Aquella mañana del siete de enero, en el estrecho pasillo de la casa de la calle Colón, probé la bicicleta azul. Con sus rueditas al costado me llevé por delante las macetas de los geranios, raspándome los codos en la pared de revoque grueso. Por la tarde di mi primera vuelta a la manzana al cuidado de mi papá en su bicicleta. Ya sin las rueditas, en esa pequeña máquina de pedales fijos arremetí una tarde del verano por el camino de tierra hasta Santa Flora a la pesca de las mojarras. Oscar, mi hermano, y Luis, nuestro primer amigo, me empujaban con alientos y fastidios. El buen pique demoró el regreso, pero fue la lentitud de mis pedales la que trajo la noche. Mi padre nos salió a buscar y nos encontró a mitad de camino. Con una cuerda atada a su motoneta y sostenida de mi mano me remolcó. Apenas tomé velocidad, fui a tierra porque los pedales no paraban de girar y girar, olvidados de mis zapatillas. Un par de caídas obligó a montar la bicicleta entre mi padre y yo y así retornamos en la motoneta, con mojarras, lastimaduras y el enojo paterno.
Ese verano, vísperas de mi ingreso a la escuela, nació mi relación amorosa con el campo y las serranías. En el camino abandonado hacia Las Lajas, las lluvias torrenciales habían carcomido las huellas hasta formar cañadones y barrancas, espacios de aventuras y descubrimientos. Alonso, el tío joven, era nuestro guía.
Hasta lo ocurrido en la barranca de las golondrinas, los Reyes Magos existían.

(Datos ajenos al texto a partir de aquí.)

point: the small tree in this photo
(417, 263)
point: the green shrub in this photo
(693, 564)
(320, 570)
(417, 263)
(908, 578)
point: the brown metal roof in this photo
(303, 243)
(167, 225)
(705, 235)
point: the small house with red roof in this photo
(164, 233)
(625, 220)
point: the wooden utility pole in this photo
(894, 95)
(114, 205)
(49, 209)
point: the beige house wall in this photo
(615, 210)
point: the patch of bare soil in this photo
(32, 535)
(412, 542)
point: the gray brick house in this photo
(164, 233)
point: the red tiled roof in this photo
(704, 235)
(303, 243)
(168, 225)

—Son tus padres, son el Tilo y la Coca —dijo Alonso con una sonrisa de muchacho bueno.
Miré a Oscar, apenas un año mayor que yo, buscando amparo ante tamaño despropósito.
—Ya lo sabía —dijo Oscar.
Indiferentes a mi angustia, las golondrinas entraban y salían de sus nidos en las paredes del barranco.

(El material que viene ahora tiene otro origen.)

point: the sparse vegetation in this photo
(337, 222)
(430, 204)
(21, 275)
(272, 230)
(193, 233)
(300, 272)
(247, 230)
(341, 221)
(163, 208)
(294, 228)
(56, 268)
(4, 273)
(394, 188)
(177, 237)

Entonces… la bicicleta azul no había bajado desde el techo de chapa de la casa del fondo. Entonces… la chapa calada que se había desprendido esa noche del seis de enero cuando Melchor, en una maniobra desafortunada, quiso bajar la bici y tropezó y casi se desmorona, era una mentira. Pero si la bici estaba abollada, tenía saltada la pintura del cuadro y un raspón en el asiento. Eso era cierto, lo había visto. Entonces…
Alonso trató de consolarme. Oscar descubrió una paloma para la honda y se alejó de la barranca. Mi propio hermano me había ocultado la verdad; o él tampoco la sabía.
El duelo me habrá acompañado durante la tarde, en el galope hacia las canteras de Las Lajas, en la pesca de las palometas en el pozo del arroyo que nos retuvo hasta la caída del sol.
Sin los tres reyes magos, muertos de un solo tajo, mis ojos aprendieron desde ese día a mirar el mundo de otra manera.
Nunca se lo pregunté a mis padres. Tampoco ellos me dijeron la verdad, tal vez como anunciándome que a ésta como a otras llegaría por mis propios medios.
Cuando en la Nochebuena de ese año nos juntamos los primos en la casona de los abuelos, supe, entre otros descubrimientos que la bicicleta azul había sido de Laura, la hija de mi padrino, cinco años mayor, y que habían cambiado su color amarillo original acondicionándola para ese enero. Todo dicho en secreto entre los que nos creíamos más grandes, pues aún quedaban otros ojos aguardando la maravilla.
De tanto en tanto, cuando en primavera llegan las golondrinas a la plaza de mi ciudad, me convoca la mañana de la barranca y su herida en la inocencia.
Ahora me tocará a mí bajar la bicicleta para mi nieto. Seré un Melchor más cuidadoso con semejante tesoro, que no se raspe, que no se abolle, y dejaré que otros se ensañen con la ilusión, en una barranca o en cualquier lugar desde donde se inicia un camino sin retorno.